Katsuki reset his face to neutral at her approach.
"Talking to him without me?" She smirked and leaned forward knowingly. "I knew that fanboy in you would come out eventually."
"Don't mind Young Bakugo," All Might greeted her with another warm smile. "He's just asking for some heroic advice—it's what I'm still good for."
"We should hurry on, Auntie's definitely worried by now." Katsuki looked at Izuku, ready to go home and process all of this.
"Oh, once we show her that All Might selfie you took, she'll understand big time." She grinned a devilish grin, already getting her master manipulation in order.
"You two," All Might said, and they both looked over quickly, "I'll be watching.

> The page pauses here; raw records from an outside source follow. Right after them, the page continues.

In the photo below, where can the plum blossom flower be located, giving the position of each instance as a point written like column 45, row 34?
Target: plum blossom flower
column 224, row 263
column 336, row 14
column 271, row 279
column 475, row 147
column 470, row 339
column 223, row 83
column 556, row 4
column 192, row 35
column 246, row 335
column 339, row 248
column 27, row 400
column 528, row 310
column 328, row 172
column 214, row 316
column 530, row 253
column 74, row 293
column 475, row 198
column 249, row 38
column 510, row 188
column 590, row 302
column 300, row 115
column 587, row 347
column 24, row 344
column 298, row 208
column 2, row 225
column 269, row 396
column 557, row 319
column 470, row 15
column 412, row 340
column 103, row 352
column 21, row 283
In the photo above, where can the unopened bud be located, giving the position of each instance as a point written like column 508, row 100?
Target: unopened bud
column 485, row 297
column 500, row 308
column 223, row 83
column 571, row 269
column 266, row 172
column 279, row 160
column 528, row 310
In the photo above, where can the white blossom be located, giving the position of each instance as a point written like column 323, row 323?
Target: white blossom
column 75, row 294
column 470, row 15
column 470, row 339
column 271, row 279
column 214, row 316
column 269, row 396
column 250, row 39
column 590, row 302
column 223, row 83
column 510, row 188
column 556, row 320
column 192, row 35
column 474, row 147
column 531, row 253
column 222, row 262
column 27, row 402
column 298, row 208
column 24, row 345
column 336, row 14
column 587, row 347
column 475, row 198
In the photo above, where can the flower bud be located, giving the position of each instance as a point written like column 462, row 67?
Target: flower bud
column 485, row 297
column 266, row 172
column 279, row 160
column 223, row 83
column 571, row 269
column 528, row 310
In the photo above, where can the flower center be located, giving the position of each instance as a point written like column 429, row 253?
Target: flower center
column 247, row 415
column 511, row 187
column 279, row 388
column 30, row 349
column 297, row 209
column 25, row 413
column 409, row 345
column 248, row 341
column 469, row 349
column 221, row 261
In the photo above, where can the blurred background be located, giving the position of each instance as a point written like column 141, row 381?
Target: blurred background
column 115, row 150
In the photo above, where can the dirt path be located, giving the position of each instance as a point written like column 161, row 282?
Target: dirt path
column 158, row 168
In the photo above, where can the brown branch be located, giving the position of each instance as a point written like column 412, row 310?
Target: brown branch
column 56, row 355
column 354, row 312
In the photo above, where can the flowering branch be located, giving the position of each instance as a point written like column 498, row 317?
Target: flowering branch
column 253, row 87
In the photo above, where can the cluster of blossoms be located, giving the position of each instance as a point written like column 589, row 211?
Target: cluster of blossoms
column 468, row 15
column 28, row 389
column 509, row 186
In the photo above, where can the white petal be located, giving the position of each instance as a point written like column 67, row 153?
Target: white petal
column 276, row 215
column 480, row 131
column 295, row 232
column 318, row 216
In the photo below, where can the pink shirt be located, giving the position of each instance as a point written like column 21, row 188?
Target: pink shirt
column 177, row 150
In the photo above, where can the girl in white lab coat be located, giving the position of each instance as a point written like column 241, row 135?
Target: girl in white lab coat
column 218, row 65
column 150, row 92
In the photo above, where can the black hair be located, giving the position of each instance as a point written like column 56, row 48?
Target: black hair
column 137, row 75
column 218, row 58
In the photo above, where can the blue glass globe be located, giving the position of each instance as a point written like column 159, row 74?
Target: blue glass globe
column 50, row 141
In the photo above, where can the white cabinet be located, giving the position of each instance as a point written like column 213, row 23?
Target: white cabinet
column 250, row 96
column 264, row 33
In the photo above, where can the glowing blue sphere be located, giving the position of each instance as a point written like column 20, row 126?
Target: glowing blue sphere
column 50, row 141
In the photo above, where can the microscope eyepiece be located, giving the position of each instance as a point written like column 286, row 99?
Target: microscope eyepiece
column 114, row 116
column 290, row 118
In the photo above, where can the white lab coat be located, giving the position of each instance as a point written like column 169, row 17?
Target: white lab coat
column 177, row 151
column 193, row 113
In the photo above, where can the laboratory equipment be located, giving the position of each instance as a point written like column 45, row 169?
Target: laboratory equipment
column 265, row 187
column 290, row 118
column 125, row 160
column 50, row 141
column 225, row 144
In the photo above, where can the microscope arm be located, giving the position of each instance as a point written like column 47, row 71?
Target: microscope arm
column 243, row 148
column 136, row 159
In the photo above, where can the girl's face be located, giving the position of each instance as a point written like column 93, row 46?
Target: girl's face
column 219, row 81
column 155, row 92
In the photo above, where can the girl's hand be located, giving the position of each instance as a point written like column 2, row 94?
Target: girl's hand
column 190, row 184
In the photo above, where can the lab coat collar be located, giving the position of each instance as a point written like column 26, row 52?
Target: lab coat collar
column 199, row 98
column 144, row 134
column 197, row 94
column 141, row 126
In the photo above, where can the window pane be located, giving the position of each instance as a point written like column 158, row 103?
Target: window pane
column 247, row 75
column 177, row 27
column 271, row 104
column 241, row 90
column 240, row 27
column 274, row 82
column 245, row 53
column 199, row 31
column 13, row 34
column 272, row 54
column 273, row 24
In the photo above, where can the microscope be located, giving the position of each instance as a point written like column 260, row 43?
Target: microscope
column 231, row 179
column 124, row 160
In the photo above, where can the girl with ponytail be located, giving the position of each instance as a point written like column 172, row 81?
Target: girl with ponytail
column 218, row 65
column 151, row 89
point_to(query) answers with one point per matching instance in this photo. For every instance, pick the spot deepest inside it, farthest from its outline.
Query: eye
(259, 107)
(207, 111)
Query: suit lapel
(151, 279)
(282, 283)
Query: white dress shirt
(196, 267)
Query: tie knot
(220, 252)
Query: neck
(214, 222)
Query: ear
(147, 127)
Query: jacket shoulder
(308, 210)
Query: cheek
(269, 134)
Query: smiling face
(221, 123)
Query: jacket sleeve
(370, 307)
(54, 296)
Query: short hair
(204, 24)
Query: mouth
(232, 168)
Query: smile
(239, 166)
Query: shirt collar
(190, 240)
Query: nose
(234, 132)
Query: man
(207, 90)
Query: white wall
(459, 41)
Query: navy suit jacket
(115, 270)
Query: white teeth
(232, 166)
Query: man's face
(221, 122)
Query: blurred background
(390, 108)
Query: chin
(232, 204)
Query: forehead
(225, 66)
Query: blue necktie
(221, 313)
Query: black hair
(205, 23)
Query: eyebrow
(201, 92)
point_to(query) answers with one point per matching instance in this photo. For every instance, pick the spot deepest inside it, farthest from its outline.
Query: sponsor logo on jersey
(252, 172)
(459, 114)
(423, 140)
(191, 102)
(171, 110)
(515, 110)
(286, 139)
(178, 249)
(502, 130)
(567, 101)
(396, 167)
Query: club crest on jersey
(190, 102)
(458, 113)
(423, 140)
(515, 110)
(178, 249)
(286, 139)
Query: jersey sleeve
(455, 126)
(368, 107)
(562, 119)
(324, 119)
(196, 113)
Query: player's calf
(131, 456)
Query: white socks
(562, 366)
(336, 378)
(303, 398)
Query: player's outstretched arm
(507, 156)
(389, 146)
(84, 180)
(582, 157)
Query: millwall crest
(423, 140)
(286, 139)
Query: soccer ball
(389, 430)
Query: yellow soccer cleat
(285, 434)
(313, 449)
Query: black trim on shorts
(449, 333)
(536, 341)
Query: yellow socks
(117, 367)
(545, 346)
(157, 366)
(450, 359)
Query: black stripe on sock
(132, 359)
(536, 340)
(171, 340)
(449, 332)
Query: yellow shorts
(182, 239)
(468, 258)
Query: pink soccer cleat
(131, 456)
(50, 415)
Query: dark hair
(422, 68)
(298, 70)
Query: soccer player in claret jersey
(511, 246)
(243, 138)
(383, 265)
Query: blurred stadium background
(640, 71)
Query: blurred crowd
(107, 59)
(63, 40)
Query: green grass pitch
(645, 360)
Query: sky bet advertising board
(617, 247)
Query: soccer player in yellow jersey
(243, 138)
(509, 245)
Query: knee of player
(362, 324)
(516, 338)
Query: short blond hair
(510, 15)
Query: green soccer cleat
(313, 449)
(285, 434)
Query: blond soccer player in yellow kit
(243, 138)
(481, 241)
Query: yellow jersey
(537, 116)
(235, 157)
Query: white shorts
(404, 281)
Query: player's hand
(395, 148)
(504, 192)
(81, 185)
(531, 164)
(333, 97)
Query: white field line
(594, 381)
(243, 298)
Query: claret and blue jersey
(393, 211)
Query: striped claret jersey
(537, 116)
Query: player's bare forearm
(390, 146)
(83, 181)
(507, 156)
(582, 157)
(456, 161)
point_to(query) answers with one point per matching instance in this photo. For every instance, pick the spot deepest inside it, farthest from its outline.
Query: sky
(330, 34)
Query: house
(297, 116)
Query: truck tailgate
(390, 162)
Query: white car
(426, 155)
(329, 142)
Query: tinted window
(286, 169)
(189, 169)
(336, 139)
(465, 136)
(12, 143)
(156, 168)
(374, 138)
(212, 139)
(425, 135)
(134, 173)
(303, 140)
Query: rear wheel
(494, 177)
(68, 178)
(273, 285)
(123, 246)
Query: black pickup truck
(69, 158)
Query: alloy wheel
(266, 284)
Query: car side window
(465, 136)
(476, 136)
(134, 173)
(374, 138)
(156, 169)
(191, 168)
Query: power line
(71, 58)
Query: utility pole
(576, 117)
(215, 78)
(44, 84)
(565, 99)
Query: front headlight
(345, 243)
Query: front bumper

When you do reach U.A., I have a strong belief the entire next generation of heroes will be this bright."
The tip of Izuku's pencil fell out of pace, her other hand reached over to her now autographed All Might-themed phone, lighting up its screen.
Katsuki looked over as she frowned, "Auntie turned the water back on?"
"She texted me a warning, but I didn't see it," Izuku said, "but she's making dinner, so no complaints here."
She'd had only ever complained about the pipes once before, and the ever-diligent Inko had always made her daughter's comfort a mission. She'd even talked to the neighbors under the guise of water conservation.
Izuku went back to writing, and Katsuki noted he'd soon have to go home for his dinner, if Inko didn't invite him to stay. He checked his messages for his own mother.
Ten months till U.A.
All Might first, then the whole world would be watching.